The main problem with retail at present is the cost. Rentals have risen exponentially within a short period, which will, willy nilly, impact the bottomline. Having said that, the only way to grow a brand is through a focused retail push.

Another raging issue in the business is the use of promotions—be it outright discounting or freebies. Everyone admits that it undermines a brand’s value and may be dangerous for the industry as a whole. What is the way forward?

Given the unique nature of the apparel industry, players are always left with merchandise that needs to be cleared using promotions. The policies on promotions are a function of the business model. We use promotions at periodic intervals to liquidate stock for the season. This is done using the existing channels.

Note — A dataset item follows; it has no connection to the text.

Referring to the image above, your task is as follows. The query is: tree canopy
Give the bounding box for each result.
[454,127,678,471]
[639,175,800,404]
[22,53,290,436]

We also use value channels to liquidate old and slow-moving merchandise all through the year. This practice is commonly followed even by well- known international brands and does not impact the image of the brands in a big way.

How do you see Indian brands coping when biggies like Wal-Mart and Sears make inroads into India?

A player like Wal-Mart operates in the mass-market segment and is a value player. As I mentioned earlier, we have different brands for different customer segments. Hence, we are not unduly worried about the entry of players like Wal-Mart. They will impact only the category of customers and brands operating in that space. Well-entrenched Indian brands in the premium and super-premium segment needn’t worry at all.

What kind of management (brand and marketing) do you profess for Indian textile companies to survive global competition?

Indian textile companies need to identify and define their target customers and evolve strategies to satisfy their specific segments. One of the biggest strengths of international brands is the power and equity of their brands—they have strong recall value. Hence, Indian companies need to focus on brand building in a big way. They need to dissect the different customer segments and clearly identify areas where they would like to operate and evolve strategies to cater to the requirements of that particular customer segment.

Ultimately, the customer needs to see value in the product—the price at which he is buying it and the ambience in which he is buying the product.

With the industry landscape changing, many have predicted another round of consolidation. Your comments.

India does not have many well-known apparel brands. A host of brands have cropped up over the last few years but they are yet to establish themselves strongly.

Currently, there are a host of small brands and a few large established brands. Given the growth potential, the larger players will definitely not want to sell out, and even if they do, the valuations will be too steep. Given that the industry is growing very fast, even smaller brands would see a big growth opportunity for themselves.

The areas wherethere can be a possible churn are the value- and mid-price segments as that is where the entry of big retailers like Wal-Mart, Reliance, Future Group etc will have an impact. These brands may eventually be taken over by value retailers to operate as their private labels.

And what about the smaller players—who form clusters in Tirupur, Ludhiana or, for that matter in Kolkata—that are not only surviving, but appear to be thriving?

The smaller players who form clusters in Tirupur, Ludhiana etc are mainly suppliers to international brands and retailers. They do not have much of a presence in the domestic market. Dollar’s depreciation against the rupee has had a negative impact on them. They have to either find other overseas markets for themselves or look at the domestic market, which a handful are doing.

Small units have managed to be competitive in the past. Does this not defeat the argument that we need scale to compete with the inflow of cheaper (say Chinese) products?

Smaller units can be competitive if they are highly productive. This can offset, to some extent, the loss on savings—a direct fallout of not having scale in purchasing raw materials.

In the domestic scenario, small units can still compete against the inflow of cheaper Chinese textile products provided they find their niche in the market and run an efficient operation. It can also help small units if they go up the product value chain. This way they can operate in a higher margin business.